Finding Moments of Joy
It was a Tuesday morning, and I had just returned to New York after spending five weeks with my dad in Cincinnati. Every Saturday had been filled with family, fun, and new restaurants. Sitting in my apartment in Brooklyn, I found myself feeling a bit lonely, disappointed, and depressed. So I asked the universe, Bring me moments of joy.
I went for a walk that day, and as I was returning home I saw this beautiful hawk sitting in the middle of McCarren Park in Williamsburg, Brooklyn.
Now, mind you, I don’t live in a suburban place where big birds of prey regularly hang out in trees, so for me this was a huge and beautiful moment. And as I looked up into that tree, I noticed that there wasn’t just one hawk – there were actually two hawks. I sat on the picnic bench and watched.
One of the hawks ventured out on a tree branch that was super close to me and showed off his full body and all of the beautiful colors. I knew immediately this was my moment of joy.
Joy seems to be one of those emotions that we, as busy business owners, run after.
It’s hard to find joy when you’re in the middle of writing a newsletter article, shooting a video, or holding a sales conversation. It’s especially hard to find joy when it seems like you’re so busy with task after task after task that you hardly stop to catch your breath.
But what I’ve realized is that joy isn’t something that comes to you. Joy is something that you create, something that you notice in the present moment.
I like to think of joy and gratitude as present-moment awareness.
In order to find these two emotions, you have to be willing to stop – to stop, breathe, take stock, and notice the joy around you.
Sometimes it happens the other way around – where moments of joy give you permission to stop what you’re doing and watch the hawk in the park, bend down and pet your cat, inhale the smell of a beautiful dinner, appreciate the beauty of a dog walking across the street.
For me, this has been a practice. I think I used to believe that joy should be given to me, that it would somehow just come over me and then I would feel it. But the thing is – that never just happens on its own.

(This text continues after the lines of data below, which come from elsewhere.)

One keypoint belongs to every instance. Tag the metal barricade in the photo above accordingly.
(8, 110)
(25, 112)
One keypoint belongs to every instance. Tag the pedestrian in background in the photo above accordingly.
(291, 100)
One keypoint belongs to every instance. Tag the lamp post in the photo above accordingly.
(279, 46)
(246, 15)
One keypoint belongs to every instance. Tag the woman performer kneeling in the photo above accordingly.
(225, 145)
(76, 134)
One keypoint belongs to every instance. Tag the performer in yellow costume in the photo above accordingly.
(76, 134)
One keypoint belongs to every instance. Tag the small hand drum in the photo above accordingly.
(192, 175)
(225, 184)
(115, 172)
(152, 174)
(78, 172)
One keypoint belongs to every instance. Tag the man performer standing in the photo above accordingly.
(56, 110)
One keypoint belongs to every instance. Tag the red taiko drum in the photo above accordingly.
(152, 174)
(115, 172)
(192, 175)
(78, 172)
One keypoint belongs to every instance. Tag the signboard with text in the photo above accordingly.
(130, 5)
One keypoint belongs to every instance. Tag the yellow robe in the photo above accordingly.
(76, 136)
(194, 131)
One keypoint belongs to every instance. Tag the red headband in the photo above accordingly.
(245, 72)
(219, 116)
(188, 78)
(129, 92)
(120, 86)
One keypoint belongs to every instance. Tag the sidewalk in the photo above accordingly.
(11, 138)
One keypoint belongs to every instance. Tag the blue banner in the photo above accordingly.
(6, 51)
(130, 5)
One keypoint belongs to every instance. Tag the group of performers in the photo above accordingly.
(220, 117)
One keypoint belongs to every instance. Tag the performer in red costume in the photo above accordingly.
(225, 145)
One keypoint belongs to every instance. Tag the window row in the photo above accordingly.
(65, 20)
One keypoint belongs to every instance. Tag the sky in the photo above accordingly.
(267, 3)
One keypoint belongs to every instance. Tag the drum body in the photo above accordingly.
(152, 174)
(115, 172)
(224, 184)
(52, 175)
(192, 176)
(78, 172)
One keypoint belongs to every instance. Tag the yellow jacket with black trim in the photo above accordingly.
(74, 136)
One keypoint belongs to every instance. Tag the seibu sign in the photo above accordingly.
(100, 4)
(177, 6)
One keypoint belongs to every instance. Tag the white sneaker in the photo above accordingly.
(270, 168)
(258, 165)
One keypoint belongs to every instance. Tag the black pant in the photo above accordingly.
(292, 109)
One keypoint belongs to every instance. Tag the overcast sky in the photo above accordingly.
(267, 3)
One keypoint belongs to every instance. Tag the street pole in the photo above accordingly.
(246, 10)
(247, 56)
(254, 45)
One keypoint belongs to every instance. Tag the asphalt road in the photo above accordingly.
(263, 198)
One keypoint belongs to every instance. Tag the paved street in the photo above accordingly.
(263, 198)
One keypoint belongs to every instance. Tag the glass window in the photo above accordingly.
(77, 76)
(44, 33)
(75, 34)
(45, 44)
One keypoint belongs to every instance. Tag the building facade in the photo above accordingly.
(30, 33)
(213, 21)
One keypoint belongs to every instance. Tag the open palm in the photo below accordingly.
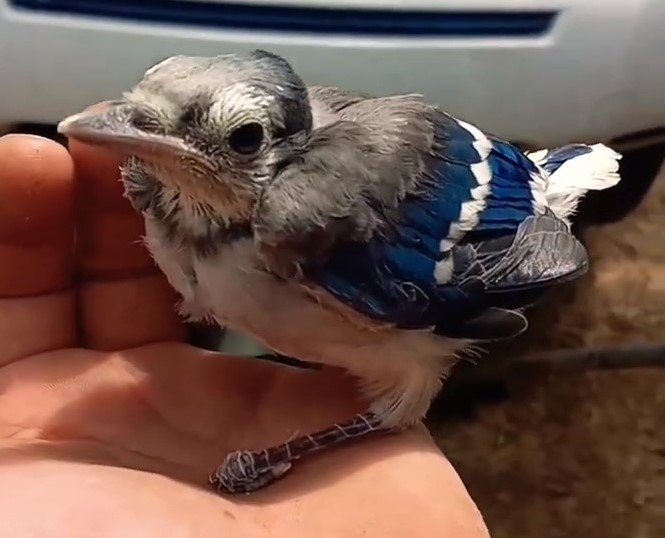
(110, 423)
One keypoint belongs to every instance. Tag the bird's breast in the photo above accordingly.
(296, 319)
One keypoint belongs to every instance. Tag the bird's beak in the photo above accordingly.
(109, 124)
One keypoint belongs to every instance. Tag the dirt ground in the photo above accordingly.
(580, 454)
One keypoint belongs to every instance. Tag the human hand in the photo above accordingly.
(110, 423)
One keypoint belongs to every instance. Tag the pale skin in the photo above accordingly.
(110, 423)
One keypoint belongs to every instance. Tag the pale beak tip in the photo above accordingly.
(64, 125)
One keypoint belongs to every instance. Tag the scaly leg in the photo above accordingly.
(245, 471)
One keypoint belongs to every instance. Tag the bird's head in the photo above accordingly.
(213, 129)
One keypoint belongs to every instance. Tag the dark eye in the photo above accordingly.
(247, 139)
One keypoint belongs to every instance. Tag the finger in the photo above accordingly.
(124, 300)
(36, 247)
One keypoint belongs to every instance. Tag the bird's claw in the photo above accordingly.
(242, 472)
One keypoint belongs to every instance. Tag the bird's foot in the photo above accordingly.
(246, 471)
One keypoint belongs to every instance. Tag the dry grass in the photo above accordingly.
(578, 455)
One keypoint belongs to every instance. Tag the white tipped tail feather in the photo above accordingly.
(574, 170)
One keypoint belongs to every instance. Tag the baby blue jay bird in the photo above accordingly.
(376, 234)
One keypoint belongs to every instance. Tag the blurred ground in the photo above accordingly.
(580, 454)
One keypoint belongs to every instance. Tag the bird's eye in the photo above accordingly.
(247, 139)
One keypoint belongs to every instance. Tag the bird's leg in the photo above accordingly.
(247, 470)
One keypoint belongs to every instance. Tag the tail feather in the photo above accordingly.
(573, 170)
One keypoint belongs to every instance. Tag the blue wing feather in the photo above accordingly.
(392, 277)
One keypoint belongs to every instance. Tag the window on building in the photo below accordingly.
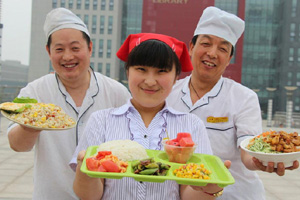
(94, 24)
(102, 24)
(87, 4)
(54, 4)
(294, 8)
(94, 46)
(108, 53)
(100, 51)
(63, 3)
(93, 65)
(86, 20)
(95, 4)
(100, 67)
(78, 5)
(50, 67)
(108, 69)
(292, 31)
(71, 4)
(111, 4)
(110, 24)
(103, 4)
(291, 54)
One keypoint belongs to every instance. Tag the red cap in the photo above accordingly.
(178, 47)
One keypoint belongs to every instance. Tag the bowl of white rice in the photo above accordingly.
(125, 150)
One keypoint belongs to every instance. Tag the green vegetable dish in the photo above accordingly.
(258, 145)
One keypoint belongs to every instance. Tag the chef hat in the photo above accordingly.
(221, 24)
(61, 18)
(177, 46)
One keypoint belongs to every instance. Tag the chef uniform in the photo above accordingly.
(230, 111)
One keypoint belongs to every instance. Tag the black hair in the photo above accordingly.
(153, 53)
(194, 39)
(85, 36)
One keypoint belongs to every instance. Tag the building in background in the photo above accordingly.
(267, 55)
(13, 78)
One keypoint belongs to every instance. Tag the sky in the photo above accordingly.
(16, 20)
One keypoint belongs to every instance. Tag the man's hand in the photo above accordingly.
(280, 170)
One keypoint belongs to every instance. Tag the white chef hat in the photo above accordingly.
(221, 24)
(60, 18)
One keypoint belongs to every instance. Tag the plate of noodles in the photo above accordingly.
(150, 165)
(274, 146)
(40, 116)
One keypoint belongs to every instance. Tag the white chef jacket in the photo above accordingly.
(124, 123)
(53, 178)
(231, 113)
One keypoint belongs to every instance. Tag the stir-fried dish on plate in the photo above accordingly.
(40, 116)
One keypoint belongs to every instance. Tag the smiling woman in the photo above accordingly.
(16, 20)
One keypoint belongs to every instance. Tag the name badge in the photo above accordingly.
(217, 119)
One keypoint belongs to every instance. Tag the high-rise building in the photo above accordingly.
(266, 59)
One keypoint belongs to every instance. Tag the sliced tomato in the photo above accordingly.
(102, 154)
(102, 169)
(173, 142)
(186, 142)
(110, 166)
(92, 164)
(183, 135)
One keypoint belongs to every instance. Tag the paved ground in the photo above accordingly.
(16, 172)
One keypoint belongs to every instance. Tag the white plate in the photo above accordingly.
(286, 158)
(7, 115)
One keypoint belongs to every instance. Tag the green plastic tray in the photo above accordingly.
(220, 174)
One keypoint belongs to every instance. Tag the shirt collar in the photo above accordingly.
(212, 93)
(92, 90)
(128, 107)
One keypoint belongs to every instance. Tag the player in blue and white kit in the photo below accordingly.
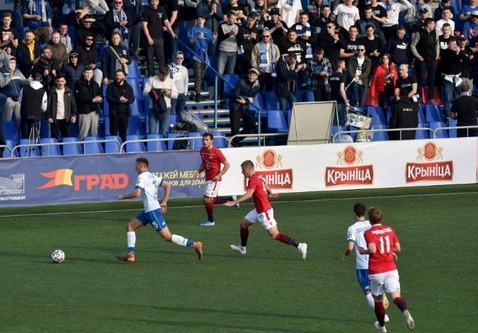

Instead, the way that I experience joy is by generating, creating, and noticing. When I stopped and asked my guides, my spiritual team on the other side, what they thought of joy, they gave me this image.
There is a girl standing on the beach, and all around her are shells and treasures, little gems glowing in the light. One by one she picks them up and throws them back into the ocean.
None them are good enough, none of them are big enough, none of them are what she wants right now. So she spends her day throwing her joys back into the ocean. She wants more, more, more.
If you make a practice of always wanting more – throwing your joy back into the ocean – then you’ll see less and less joy wash up on the beach, because you’re not noticing what is right in front of you.
I think we all must learn to look at the beach, to look at our day to day lives, to see the shells and treasures that have washed up from the shore, and hold them in our hands one by one as they come to us.
So my invitation to you this week is to stop and notice what has washed up upon your shore, be it a hawk in a tree, your child’s smile, or the smell of a bakery as you pass it on the street.
Notice it, because the more you begin to notice the joy in the present moment, the more joy will permeate your day.
I, too, will be practicing this alongside with you, because underneath it all – the desire for clients, money, security, and so on – what we really want is joy.